Sikap itu juga wajar karena lokasi pembangunan Markas Yonif 744 sesungguhnya sudah dihibahkan oleh Pemerintah Kabupaten (Pemkab) TTU di kilometer sembilan arah barat Kefa, ibukota kabupaten TTU. "Kenapa dibangun di kompleks pendidikan seperti itu," tulis surat pernyataan itu.
Sumber yang dekat dengan Dandim 1618/TTU Letkol Inf Bambang Supriyanto menyebutkan bahwa setelah mendengar informasi tentang pernyataan para tokoh itu, Dandim merasa kaget dan heran. Sebab, sampai sejauh ini belum ada koordinasi antara pihak gereja setempat dan Kodim 1618.

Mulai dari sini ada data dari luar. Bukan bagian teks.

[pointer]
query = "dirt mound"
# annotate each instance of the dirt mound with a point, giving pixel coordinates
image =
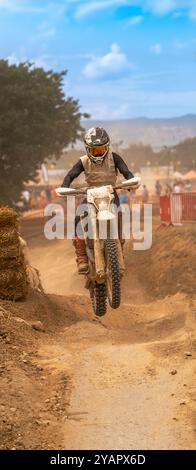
(13, 277)
(32, 401)
(169, 266)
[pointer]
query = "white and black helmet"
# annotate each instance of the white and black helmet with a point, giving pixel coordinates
(97, 143)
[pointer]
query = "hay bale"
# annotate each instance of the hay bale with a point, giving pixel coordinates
(8, 235)
(13, 284)
(13, 275)
(10, 251)
(8, 217)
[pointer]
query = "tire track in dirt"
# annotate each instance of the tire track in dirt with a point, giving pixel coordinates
(122, 391)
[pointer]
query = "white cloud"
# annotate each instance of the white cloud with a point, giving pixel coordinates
(94, 6)
(134, 20)
(44, 61)
(113, 62)
(156, 49)
(20, 6)
(156, 7)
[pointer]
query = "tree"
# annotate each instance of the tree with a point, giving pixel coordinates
(36, 122)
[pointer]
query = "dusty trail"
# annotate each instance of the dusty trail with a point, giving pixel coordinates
(130, 379)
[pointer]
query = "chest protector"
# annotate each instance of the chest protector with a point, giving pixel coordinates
(99, 175)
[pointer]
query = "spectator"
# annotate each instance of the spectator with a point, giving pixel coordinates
(158, 188)
(188, 186)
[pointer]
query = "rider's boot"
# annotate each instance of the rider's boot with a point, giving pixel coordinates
(81, 256)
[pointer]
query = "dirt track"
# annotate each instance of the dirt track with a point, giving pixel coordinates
(130, 379)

Bambang sendiri dikabarkan mempertanyakan sekaligus menyesalkan pernyataan itu. Sebab, kalau memang para pimpinan agama, tokoh masyarakat dan masyarakat menolak rencana pembangunan markas Yonif 744 maka harus jelas alasannya. "Kalau alasannya bahwa ada perlakuan anggota TNI sebelumnya yang cukup membuat trauma maka harus jelas siapa orangnya, di mana tempatnya dan apa buktinya. Jangan membut pernyataan-pernyataan yang menyerang TNI secara kelembagaan begitu," kata Bambang dikutipsumber itu. (Cyriakus Kiik)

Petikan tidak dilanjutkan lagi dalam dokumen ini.